Protecting America's Open Investment Policy
The Treasury Department's recently proposed rules to implement FIRRMA would provide critical clarity and predictability to the private sector and enhance the nation's national security.
September 25, 2019 at 09:59 AM
5 minute read
Foreign direct investment into the United States provides material economic benefits to the American people—including the promotion of economic growth, productivity, competitiveness and job creation.
Some bad actors, however, seek to take advantage of the United States' rules-based open investment climate and use foreign direct investment to undermine the country's strategic advantages by, for example, facilitating the transfer of technology or exploiting Americans' sensitive data.
The passage of the Foreign Investment Risk Review Modernization Act of 2018, better known as FIRRMA, provided the Committee on Foreign Investment in the United States with new tools to combat these threats while keeping America open for business.
Last week, the Department of the Treasury published two proposed rules to implement FIRRMA. Together, these rules carry out the bipartisan direction of Congress to strengthen and modernize CFIUS in order to protect the United States' long-standing open investment policy, while continuing CFIUS's singular focus on the national security risks of certain foreign direct investment.
In order to provide clarity and certainty for the private sector, FIRRMA strengthens and improves CFIUS's procedures, such as by introducing the option for parties to submit a five-page short form transaction "declaration" in lieu of a longer "notice."

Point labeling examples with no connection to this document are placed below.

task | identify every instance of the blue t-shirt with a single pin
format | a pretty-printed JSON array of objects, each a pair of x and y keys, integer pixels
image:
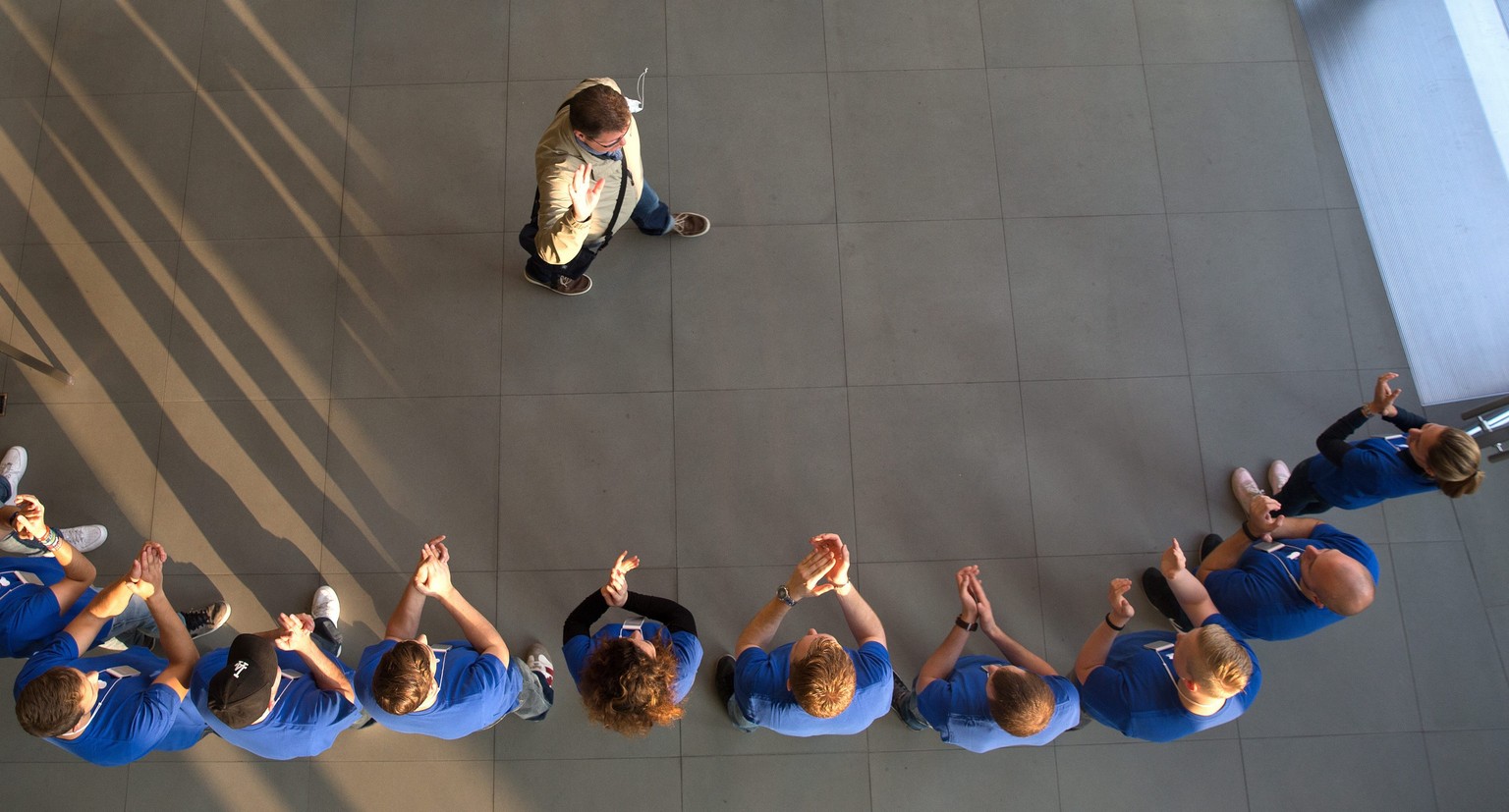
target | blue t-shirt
[
  {"x": 1260, "y": 596},
  {"x": 304, "y": 722},
  {"x": 28, "y": 613},
  {"x": 959, "y": 708},
  {"x": 1135, "y": 690},
  {"x": 132, "y": 716},
  {"x": 683, "y": 643},
  {"x": 1371, "y": 471},
  {"x": 759, "y": 687},
  {"x": 475, "y": 691}
]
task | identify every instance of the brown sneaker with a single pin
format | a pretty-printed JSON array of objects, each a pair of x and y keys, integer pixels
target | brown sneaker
[
  {"x": 690, "y": 224},
  {"x": 563, "y": 286}
]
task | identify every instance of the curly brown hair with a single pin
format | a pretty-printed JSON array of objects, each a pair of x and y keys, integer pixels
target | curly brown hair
[{"x": 628, "y": 690}]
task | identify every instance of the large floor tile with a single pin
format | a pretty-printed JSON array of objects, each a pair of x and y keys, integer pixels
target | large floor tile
[
  {"x": 898, "y": 171},
  {"x": 272, "y": 44},
  {"x": 909, "y": 319},
  {"x": 1467, "y": 769},
  {"x": 252, "y": 320},
  {"x": 1075, "y": 140},
  {"x": 752, "y": 173},
  {"x": 1233, "y": 137},
  {"x": 1458, "y": 677},
  {"x": 757, "y": 306},
  {"x": 1024, "y": 33},
  {"x": 580, "y": 38},
  {"x": 406, "y": 469},
  {"x": 267, "y": 163},
  {"x": 143, "y": 47},
  {"x": 400, "y": 42},
  {"x": 20, "y": 132},
  {"x": 1378, "y": 772},
  {"x": 532, "y": 785},
  {"x": 1268, "y": 278},
  {"x": 1180, "y": 775},
  {"x": 1368, "y": 309},
  {"x": 940, "y": 460},
  {"x": 746, "y": 783},
  {"x": 746, "y": 38},
  {"x": 100, "y": 312},
  {"x": 26, "y": 47},
  {"x": 1094, "y": 297},
  {"x": 1141, "y": 469},
  {"x": 112, "y": 168},
  {"x": 419, "y": 316},
  {"x": 432, "y": 160},
  {"x": 1213, "y": 30},
  {"x": 895, "y": 35},
  {"x": 587, "y": 471},
  {"x": 240, "y": 485},
  {"x": 92, "y": 463},
  {"x": 756, "y": 469},
  {"x": 1356, "y": 668},
  {"x": 613, "y": 340}
]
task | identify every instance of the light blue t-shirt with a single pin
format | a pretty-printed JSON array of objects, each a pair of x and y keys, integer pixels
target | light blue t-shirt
[
  {"x": 759, "y": 687},
  {"x": 304, "y": 722},
  {"x": 1135, "y": 690},
  {"x": 959, "y": 708},
  {"x": 475, "y": 691},
  {"x": 683, "y": 643},
  {"x": 1260, "y": 596}
]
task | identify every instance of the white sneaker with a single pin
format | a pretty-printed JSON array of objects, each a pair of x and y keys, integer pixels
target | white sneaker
[
  {"x": 326, "y": 604},
  {"x": 13, "y": 465},
  {"x": 84, "y": 538},
  {"x": 1277, "y": 475},
  {"x": 1244, "y": 488}
]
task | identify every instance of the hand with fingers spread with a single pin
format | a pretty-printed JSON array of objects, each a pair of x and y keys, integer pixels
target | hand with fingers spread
[
  {"x": 1122, "y": 610},
  {"x": 585, "y": 193},
  {"x": 806, "y": 580},
  {"x": 616, "y": 592}
]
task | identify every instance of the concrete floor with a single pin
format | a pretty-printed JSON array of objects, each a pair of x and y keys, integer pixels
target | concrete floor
[{"x": 1005, "y": 283}]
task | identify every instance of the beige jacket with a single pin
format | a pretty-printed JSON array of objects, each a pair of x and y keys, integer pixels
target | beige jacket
[{"x": 556, "y": 160}]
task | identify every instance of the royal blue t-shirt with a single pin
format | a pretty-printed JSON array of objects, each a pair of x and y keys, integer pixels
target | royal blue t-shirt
[
  {"x": 959, "y": 708},
  {"x": 1135, "y": 690},
  {"x": 28, "y": 613},
  {"x": 759, "y": 687},
  {"x": 132, "y": 716},
  {"x": 1260, "y": 596},
  {"x": 304, "y": 722},
  {"x": 1371, "y": 471},
  {"x": 475, "y": 691},
  {"x": 683, "y": 643}
]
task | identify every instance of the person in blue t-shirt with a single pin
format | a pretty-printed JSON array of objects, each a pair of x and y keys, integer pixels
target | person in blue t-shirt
[
  {"x": 281, "y": 693},
  {"x": 127, "y": 704},
  {"x": 447, "y": 690},
  {"x": 813, "y": 685},
  {"x": 1159, "y": 685},
  {"x": 1275, "y": 590},
  {"x": 631, "y": 677},
  {"x": 1427, "y": 456},
  {"x": 982, "y": 704}
]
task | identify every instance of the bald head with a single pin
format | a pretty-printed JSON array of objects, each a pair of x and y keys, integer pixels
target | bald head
[{"x": 1342, "y": 583}]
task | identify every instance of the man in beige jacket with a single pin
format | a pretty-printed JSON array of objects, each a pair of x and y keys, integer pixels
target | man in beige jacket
[{"x": 590, "y": 176}]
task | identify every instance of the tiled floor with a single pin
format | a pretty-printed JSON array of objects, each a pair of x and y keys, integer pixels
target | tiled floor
[{"x": 998, "y": 281}]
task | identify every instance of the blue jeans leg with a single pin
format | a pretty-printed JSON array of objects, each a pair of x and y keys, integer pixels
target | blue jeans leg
[{"x": 650, "y": 215}]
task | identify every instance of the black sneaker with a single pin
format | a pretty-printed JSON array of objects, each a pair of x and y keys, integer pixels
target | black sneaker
[
  {"x": 1162, "y": 598},
  {"x": 901, "y": 702},
  {"x": 202, "y": 621},
  {"x": 723, "y": 677}
]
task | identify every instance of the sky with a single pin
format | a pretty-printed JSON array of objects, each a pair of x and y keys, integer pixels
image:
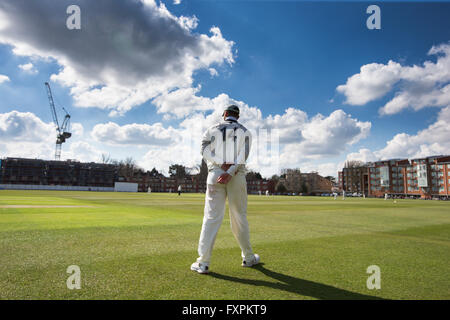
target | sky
[{"x": 144, "y": 79}]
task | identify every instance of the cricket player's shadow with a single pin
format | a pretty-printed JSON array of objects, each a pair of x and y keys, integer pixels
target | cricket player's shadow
[{"x": 296, "y": 285}]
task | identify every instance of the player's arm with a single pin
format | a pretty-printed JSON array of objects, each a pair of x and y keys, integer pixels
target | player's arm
[
  {"x": 244, "y": 146},
  {"x": 207, "y": 141}
]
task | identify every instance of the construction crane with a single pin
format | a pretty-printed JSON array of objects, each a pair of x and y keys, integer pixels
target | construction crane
[{"x": 62, "y": 132}]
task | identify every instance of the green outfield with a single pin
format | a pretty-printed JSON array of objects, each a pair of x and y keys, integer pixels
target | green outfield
[{"x": 140, "y": 246}]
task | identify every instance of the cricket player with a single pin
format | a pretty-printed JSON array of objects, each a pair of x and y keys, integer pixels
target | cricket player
[{"x": 225, "y": 149}]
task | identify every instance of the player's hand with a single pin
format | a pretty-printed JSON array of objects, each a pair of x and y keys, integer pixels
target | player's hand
[
  {"x": 224, "y": 178},
  {"x": 225, "y": 166}
]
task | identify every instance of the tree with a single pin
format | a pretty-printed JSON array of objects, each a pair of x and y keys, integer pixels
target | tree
[
  {"x": 293, "y": 180},
  {"x": 106, "y": 158},
  {"x": 252, "y": 175},
  {"x": 155, "y": 173},
  {"x": 331, "y": 179},
  {"x": 178, "y": 171},
  {"x": 280, "y": 187}
]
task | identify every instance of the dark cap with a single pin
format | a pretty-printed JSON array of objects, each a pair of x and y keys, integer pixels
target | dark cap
[{"x": 232, "y": 108}]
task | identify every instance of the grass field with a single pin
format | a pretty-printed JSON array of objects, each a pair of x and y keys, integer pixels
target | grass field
[{"x": 140, "y": 246}]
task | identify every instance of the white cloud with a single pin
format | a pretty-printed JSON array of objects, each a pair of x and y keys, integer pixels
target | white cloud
[
  {"x": 82, "y": 151},
  {"x": 22, "y": 134},
  {"x": 134, "y": 134},
  {"x": 302, "y": 140},
  {"x": 4, "y": 78},
  {"x": 419, "y": 86},
  {"x": 28, "y": 67},
  {"x": 132, "y": 51},
  {"x": 432, "y": 140}
]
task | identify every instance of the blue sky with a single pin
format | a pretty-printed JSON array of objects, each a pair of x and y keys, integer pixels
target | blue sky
[{"x": 285, "y": 54}]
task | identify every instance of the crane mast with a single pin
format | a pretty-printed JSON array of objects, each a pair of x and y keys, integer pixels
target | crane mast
[{"x": 62, "y": 132}]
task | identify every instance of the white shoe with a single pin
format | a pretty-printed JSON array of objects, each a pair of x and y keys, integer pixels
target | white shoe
[
  {"x": 251, "y": 263},
  {"x": 200, "y": 267}
]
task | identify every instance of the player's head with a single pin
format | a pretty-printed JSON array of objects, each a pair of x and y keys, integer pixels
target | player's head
[{"x": 232, "y": 111}]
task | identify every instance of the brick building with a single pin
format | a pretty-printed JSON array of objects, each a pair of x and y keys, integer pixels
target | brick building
[
  {"x": 423, "y": 177},
  {"x": 20, "y": 171}
]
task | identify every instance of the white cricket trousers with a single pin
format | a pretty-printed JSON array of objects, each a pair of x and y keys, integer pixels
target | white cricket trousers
[{"x": 216, "y": 194}]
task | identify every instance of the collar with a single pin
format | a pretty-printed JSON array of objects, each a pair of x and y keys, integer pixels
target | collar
[{"x": 230, "y": 118}]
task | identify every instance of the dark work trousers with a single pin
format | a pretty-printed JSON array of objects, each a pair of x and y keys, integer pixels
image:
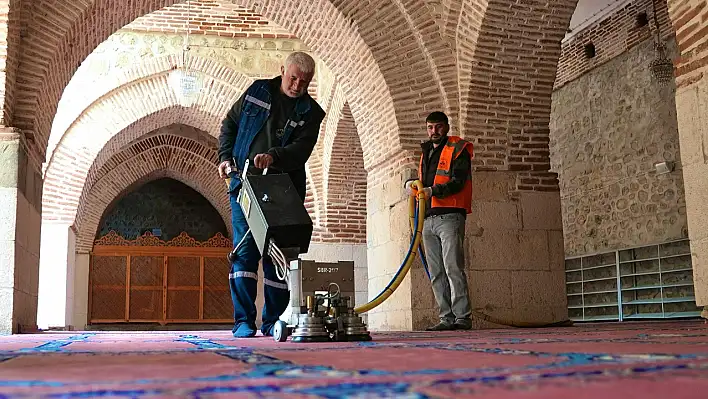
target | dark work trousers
[{"x": 243, "y": 278}]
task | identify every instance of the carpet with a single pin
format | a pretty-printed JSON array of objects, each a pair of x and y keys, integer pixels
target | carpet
[{"x": 618, "y": 360}]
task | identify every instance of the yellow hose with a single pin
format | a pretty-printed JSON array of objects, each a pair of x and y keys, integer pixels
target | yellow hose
[{"x": 411, "y": 254}]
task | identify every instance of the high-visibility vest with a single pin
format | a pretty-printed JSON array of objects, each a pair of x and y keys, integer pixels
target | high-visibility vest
[{"x": 451, "y": 151}]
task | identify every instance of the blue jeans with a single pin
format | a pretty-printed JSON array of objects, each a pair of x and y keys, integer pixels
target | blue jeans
[
  {"x": 243, "y": 278},
  {"x": 443, "y": 240}
]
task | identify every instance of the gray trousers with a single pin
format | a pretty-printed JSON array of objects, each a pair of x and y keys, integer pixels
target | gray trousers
[{"x": 443, "y": 241}]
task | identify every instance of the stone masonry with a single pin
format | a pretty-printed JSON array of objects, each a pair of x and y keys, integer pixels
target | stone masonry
[{"x": 490, "y": 64}]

Congress also addressed concerns that CFIUS's "control" jurisdiction—that is, over transactions that could result in foreign control of a U.S. business—did not adequately address certain national security risks posed by increasingly sophisticated transactions in a more and more interconnected global economy with rapidly advancing technology. CFIUS's new jurisdiction under FIRRMA will now also cover noncontrolling investments—which the new rules call "covered investments"—that provide a foreign person certain rights, access or involvement in a U.S. business involved with critical technology, critical infrastructure or sensitive personal data.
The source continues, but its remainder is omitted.